Jason Alexander strikes out
Former “Seinfeld” star Jason Alexander has apologized for remarks made during an appearance on “The Late Late Show” with Craig Ferguson. In his Friday appearance on the talk show, Alexander had asserted that cricket was a “gay sport.”
“You know how I know it’s really kind of a gay game? It’s the pitch,” Alexander noted in the interview. “It’s the weirdest… It’s not like a manly baseball pitch; it’s a queer British gay pitch.”
Rising to demonstrate a cricket pitch in an effeminate, slow-motion manner, Alexander further cited the white uniforms, wearing of helmets “for no discernable reason,” and odd bat as further evidence of the sport’s “gay” nature.
However, in a statement released via GLAAD Alexander apologized noting, “And the worst part is, I should know better.
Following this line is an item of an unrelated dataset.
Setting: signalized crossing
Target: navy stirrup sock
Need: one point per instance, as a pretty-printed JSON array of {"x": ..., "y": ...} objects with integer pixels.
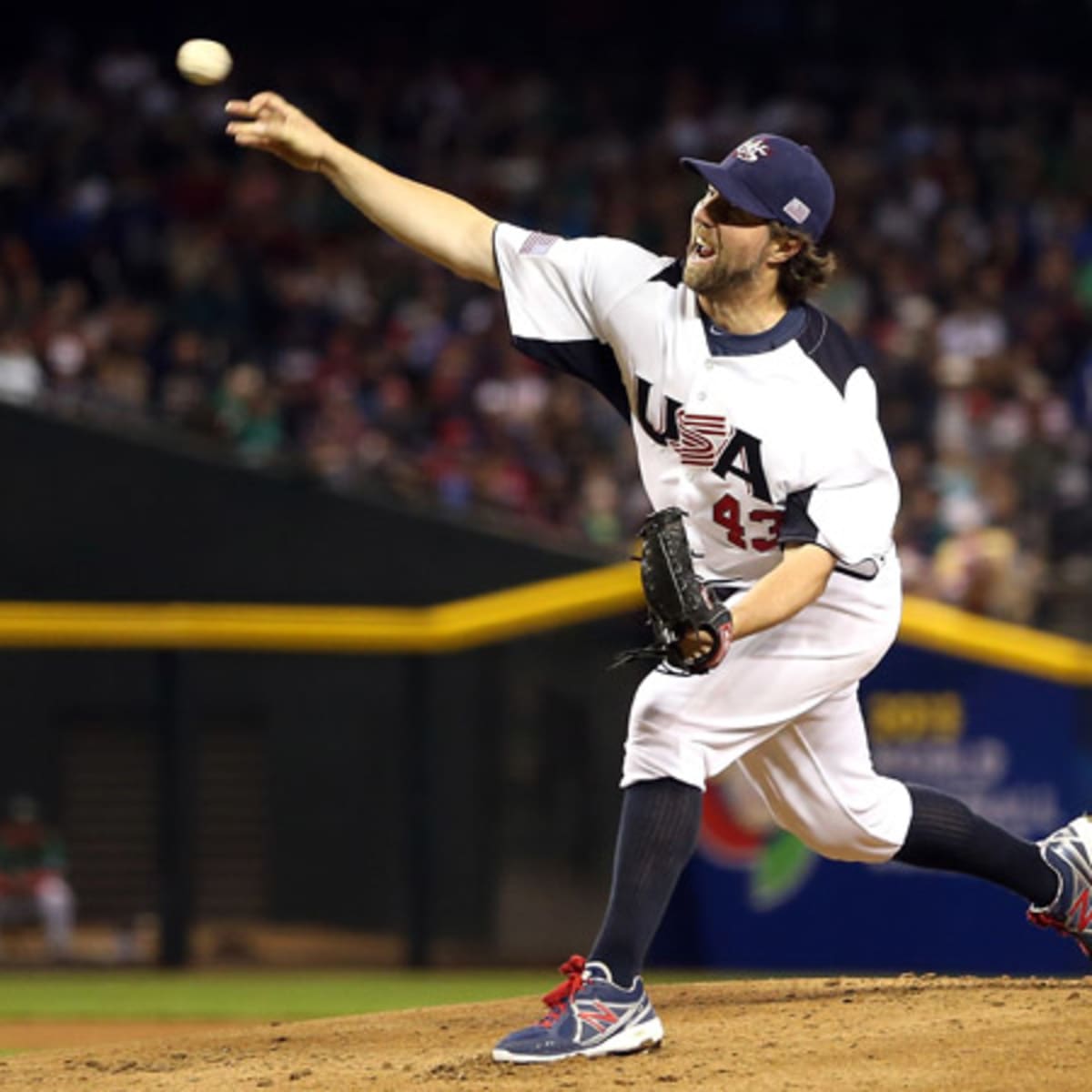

My daily life is filled with gay men and women, both socially and professionally. I am profoundly aware of the challenges these friends of mine face and I have openly advocated on their behalf. So, I can only apologize and I do. In comedy, timing is everything.”
Eastern Europeans march for gay rights
Demanding more rights in their intolerant Eastern European societies, hundreds of gays, lesbians and their allies marched through the capitals of Poland and Latvia Saturday.
About 2,500 people turned out in Warsaw while another 400 braved rain and hail to march in Riga. The demonstrations are among many gay pride events taking place in June across Europe and elsewhere.
Hostility against homosexuality in the region lingers, a carryover from the communist era, despite a growing sense of openness which has developed since several Eastern European countries joined the European Union in 2004.
Massive police protection was required at both the Warsaw and Riga marches as previous gay pride parades have been marred by violence and heckling from homophobic protesters. This year, however, the opponents were few and calm.